Poi, su un binario parallelo corre la giurisdizione italiana, che regola il decorso di questi diritti attraverso quei principi imprescindibili che un genitore deve assumere a tutela della libertà e della felicità di un figlio. E in parallelo a questo mondo utopico corre un paradosso, uno tra tanti, che rappresenta una piaga sociale dilaniante: l’inadempienza di quei diritti, l’impossibilità dei minori a condurre una vita da bambini, e il gioco al massacro tra genitori che sguinzagliano avvocati, tribunali, giudici nell’inspiegabile corsa alla coercizione.
Negli ultimi 3 anni si è registrata una crescita della conflittualità familiare del 10% e i casi trattati di bambini con disturbi psichici e comportamentali sono circa 500 l’anno, e riconducibili tutti a storie di vita personali.
Quella di Marco, padre di un ragazzo di 13 anni, è una storia infinita. Lo incontro alla stazione di Bologna, e in un pomeriggio mi racconta la sua vita dal 2004 ad oggi, il suo calvario, mi propone insomma una storia surreale, e attraverso uno sguardo consapevole l’unico dettaglio che mi disarma è la voglia che ha ancora di sorridere.
Da nove anni, da quando la sua ex compagna decide di lasciarlo portando con se il figlio piccolo, la sua vita piomba in un incubo da cui non riesce ancora ad uscire. Mi fotografa istanti che per lui sono ancora palpabili, la separazione violenta, i viaggi per vedere il figlio che puntualmente non gli veniva consegnato nonostante i regolari permessi dei giudici, i microfoni nascosti tra gli indumenti del bambino nel tentativo di farlo capitolare, la pressione psicologica che lo ha messo alla prova anche in presenza del figlio.
Un bambino che sin dal primo decreto viene affidato agli assistenti sociali ma collocato presso la madre, decisione presa per impedimento di rapporto tra padre e figlio. E poi ancora l’inadempimento degli organi competenti, il malessere progressivo del bambino redatto nei vari ctu. Fino al silenzio: dal 2011 Marco perde progressivamente i contatti con il figlio per una richiesta di affidamento congiunto sfumata, e in attesa ancora di sentenza.

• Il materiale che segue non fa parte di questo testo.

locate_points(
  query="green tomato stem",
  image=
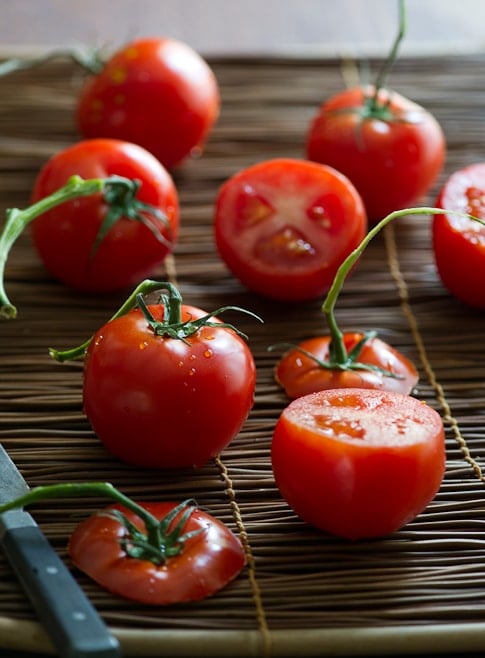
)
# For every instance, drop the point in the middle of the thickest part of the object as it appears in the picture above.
(336, 336)
(144, 288)
(91, 61)
(160, 540)
(74, 490)
(17, 220)
(390, 60)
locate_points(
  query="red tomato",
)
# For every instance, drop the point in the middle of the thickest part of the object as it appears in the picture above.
(300, 374)
(358, 462)
(166, 402)
(158, 93)
(283, 227)
(392, 152)
(207, 562)
(459, 242)
(65, 236)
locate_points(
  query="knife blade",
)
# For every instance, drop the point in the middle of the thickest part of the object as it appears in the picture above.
(74, 626)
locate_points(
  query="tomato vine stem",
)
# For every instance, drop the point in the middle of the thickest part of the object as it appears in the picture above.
(373, 105)
(171, 324)
(119, 194)
(161, 539)
(340, 357)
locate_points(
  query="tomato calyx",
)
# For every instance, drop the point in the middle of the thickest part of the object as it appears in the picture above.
(170, 326)
(119, 192)
(162, 539)
(158, 541)
(343, 360)
(120, 196)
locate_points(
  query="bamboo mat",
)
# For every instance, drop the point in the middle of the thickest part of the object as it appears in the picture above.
(303, 593)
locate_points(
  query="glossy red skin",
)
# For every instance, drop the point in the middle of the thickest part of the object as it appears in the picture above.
(284, 226)
(163, 402)
(392, 165)
(64, 236)
(208, 562)
(299, 375)
(458, 242)
(158, 93)
(358, 462)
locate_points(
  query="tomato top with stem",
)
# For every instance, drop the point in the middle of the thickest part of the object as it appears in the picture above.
(343, 360)
(391, 148)
(153, 553)
(119, 195)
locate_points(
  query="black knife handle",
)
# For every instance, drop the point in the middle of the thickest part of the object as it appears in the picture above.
(72, 623)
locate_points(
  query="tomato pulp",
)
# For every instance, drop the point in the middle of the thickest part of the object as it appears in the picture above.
(358, 462)
(284, 226)
(459, 242)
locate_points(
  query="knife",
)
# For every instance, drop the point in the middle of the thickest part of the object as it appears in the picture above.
(72, 623)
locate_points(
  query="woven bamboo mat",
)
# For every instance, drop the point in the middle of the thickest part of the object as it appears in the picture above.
(302, 593)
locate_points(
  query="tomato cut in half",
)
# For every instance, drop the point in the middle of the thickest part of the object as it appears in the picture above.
(284, 226)
(459, 242)
(306, 368)
(391, 148)
(358, 462)
(209, 559)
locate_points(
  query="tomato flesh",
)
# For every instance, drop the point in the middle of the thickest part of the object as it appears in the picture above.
(392, 160)
(358, 462)
(208, 561)
(459, 242)
(64, 237)
(284, 226)
(158, 93)
(164, 402)
(300, 375)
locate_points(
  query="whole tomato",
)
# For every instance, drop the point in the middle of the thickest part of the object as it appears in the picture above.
(308, 367)
(156, 92)
(283, 226)
(358, 462)
(168, 385)
(391, 148)
(197, 558)
(459, 242)
(94, 245)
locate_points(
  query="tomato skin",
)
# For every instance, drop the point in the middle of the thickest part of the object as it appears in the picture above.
(158, 93)
(208, 562)
(64, 236)
(458, 242)
(299, 375)
(163, 402)
(358, 462)
(283, 227)
(393, 164)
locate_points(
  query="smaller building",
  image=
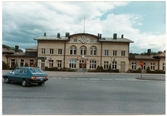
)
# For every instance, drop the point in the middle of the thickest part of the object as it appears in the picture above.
(154, 62)
(20, 58)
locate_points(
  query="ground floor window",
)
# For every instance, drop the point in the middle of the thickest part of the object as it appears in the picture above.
(92, 64)
(43, 64)
(106, 65)
(31, 62)
(152, 66)
(133, 65)
(163, 67)
(22, 63)
(50, 63)
(72, 64)
(13, 63)
(59, 63)
(144, 66)
(114, 65)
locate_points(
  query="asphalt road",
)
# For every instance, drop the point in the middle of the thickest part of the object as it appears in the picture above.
(86, 94)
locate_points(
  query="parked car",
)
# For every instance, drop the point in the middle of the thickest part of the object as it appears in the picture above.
(26, 76)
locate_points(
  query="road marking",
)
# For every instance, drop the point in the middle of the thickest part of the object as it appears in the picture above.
(107, 79)
(94, 79)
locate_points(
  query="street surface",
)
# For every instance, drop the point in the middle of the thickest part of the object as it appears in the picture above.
(86, 94)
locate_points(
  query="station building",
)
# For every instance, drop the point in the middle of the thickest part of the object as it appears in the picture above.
(84, 51)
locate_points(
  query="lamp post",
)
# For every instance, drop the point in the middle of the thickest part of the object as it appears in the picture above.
(111, 62)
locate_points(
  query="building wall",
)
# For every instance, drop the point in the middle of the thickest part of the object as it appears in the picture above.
(147, 64)
(89, 42)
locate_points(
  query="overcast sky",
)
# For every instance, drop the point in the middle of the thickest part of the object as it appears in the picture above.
(142, 22)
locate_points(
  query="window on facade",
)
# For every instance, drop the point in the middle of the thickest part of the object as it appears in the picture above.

Dal 2004 ad oggi quali sono stati gli iter burocratici che hai seguito?
Tenendomi basso, tra Bologna e le Marche ho affrontato più di 80 udienze, ho incontrato i servizi sociali circa un centinaio di volte, incontri genitoriali, di mediazione, sono numeri infiniti. Potrei documentare di aver speso in giornate lavorative due anni buoni. Se non fossi stato un libero professionista, non avessi avuto una spinta interiore assidua e la possibilità economica di gestire tutto questo, non so davvero come avrei fatto. Ho trascorso i miei anni ad occuparmi solo di questo, nel tentativo costante di affermare il mio ruolo di padre. Ho avuto anche delle fortune, perché avevo delle zone di lavoro che si conciliavano abbastanza con tutti questi viaggi, anche se i ritmi mi hanno
portato alla distruzione fisica e mentale.
Secondo quali criteri gli organi competenti sono stati inadempienti?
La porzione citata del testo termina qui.